On Friday, Herbert spokeswoman Anna Lehnardt said it is not the role of the governor nor the state to take any action against the Kaysville concert.

“Enforcement of state health orders is carried out by local health departments,” she said. “In this instance, the Davis County Health Department has the responsibility to ensure this event and similar public gatherings hosted in the county are conducted in accordance with state orders.”

Brian Hatch, director of the Davis County Health Department, said officials in his department have not yet discussed what to do about the planned concert.

“Enforcement is a tricky thing to even talk about at the moment,” he said.

Hatch noted that some previous protests statewide — such as a rally at the Salt Lake City Hall in mid-April led by the same people who are organizing the Kaysville concert — also violated state orders, but no enforcement was attempted.

“This is just a concerning and somewhat of a difficult situation of balancing policy with how far we enforce policy when primarily what we’ve always tried to do is educate,” Hatch said.

He added that most “communities across the state have done fabulous at doing the right thing. There’s always been these individual little things that just kind of pop up and they are small enough in the bigger picture not to make a huge issue of it because the majority of our citizens, our communities are doing the right thing anyway.”

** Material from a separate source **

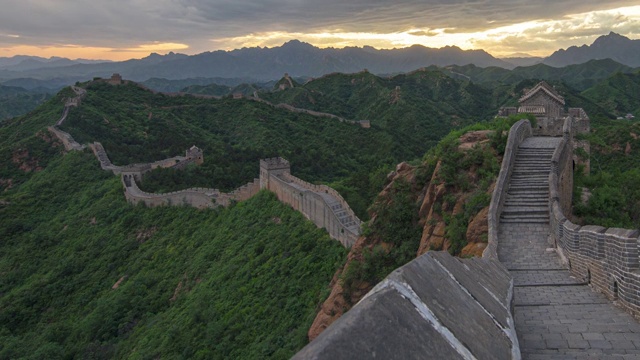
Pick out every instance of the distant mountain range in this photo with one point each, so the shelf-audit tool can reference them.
(612, 46)
(296, 58)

Hatch said violating the governor’s orders could bring criminal and/or civil penalties, but may not be that big for a one-time event.

Witt on Thursday defended her action, saying, “We have to start making steps toward normalcy. Yes, it violates the directive of the governor. It’s a protest, and we are allowing them the space to do that. I’m willing to be uncomfortable to stand up for our First Amendment rights.”

She also said organizers are asking people who attend to wear masks and use social distancing, so she believes it will be safe — and plans to attend.

Witt is in a four-way race for the GOP nomination in the race to replace retiring nine-term Rep. Rob Bishop. Others are Davis County Commissioner Bob Stevenson, businessman Blake Moore and former state commissioner of agriculture and food and ex-Weber County Commissioner Kerry Gibson.

They all criticized her move earlier as likely political grandstanding. Stevenson, for example, said, it “is a political maneuver. I think that’s sad. This COVID-19 situation is not a political situation that we play games with. People’s lives, people’s families could be impacted.”

The group sponsoring the concert at Barnes Park, Utah Business Revival, earlier issued a news release saying it will be one of the first in America amid COVID-19 restrictions.

It quoted Raye — who has 16 No. 1 country hits — saying, “I would be honored to come to Kaysville for the first live concert in America. Music is an extremely powerful tool to help heal our souls, especially in times of uncertainty.”

Eric Moutsos of Utah Business Revival said his group also recently organized an open-air market in Vineyard. He said, “If we can all stand in line waiting for toilet paper, we can certainly all shop safely in an open-air market and enjoy a country music legend, Collin Raye.”

The event will also have booths from “nonessential” businesses to interact with the public and sell goods.

“These businesses were previously considered nonessential, insofar as some were not on the list of those the government approved to be open during COVID-19,” Moutsos said. “At UBR, we believe all business is essential. It is a fundamental right all American citizens share to gather, work and safely interact, even in times of crisis.”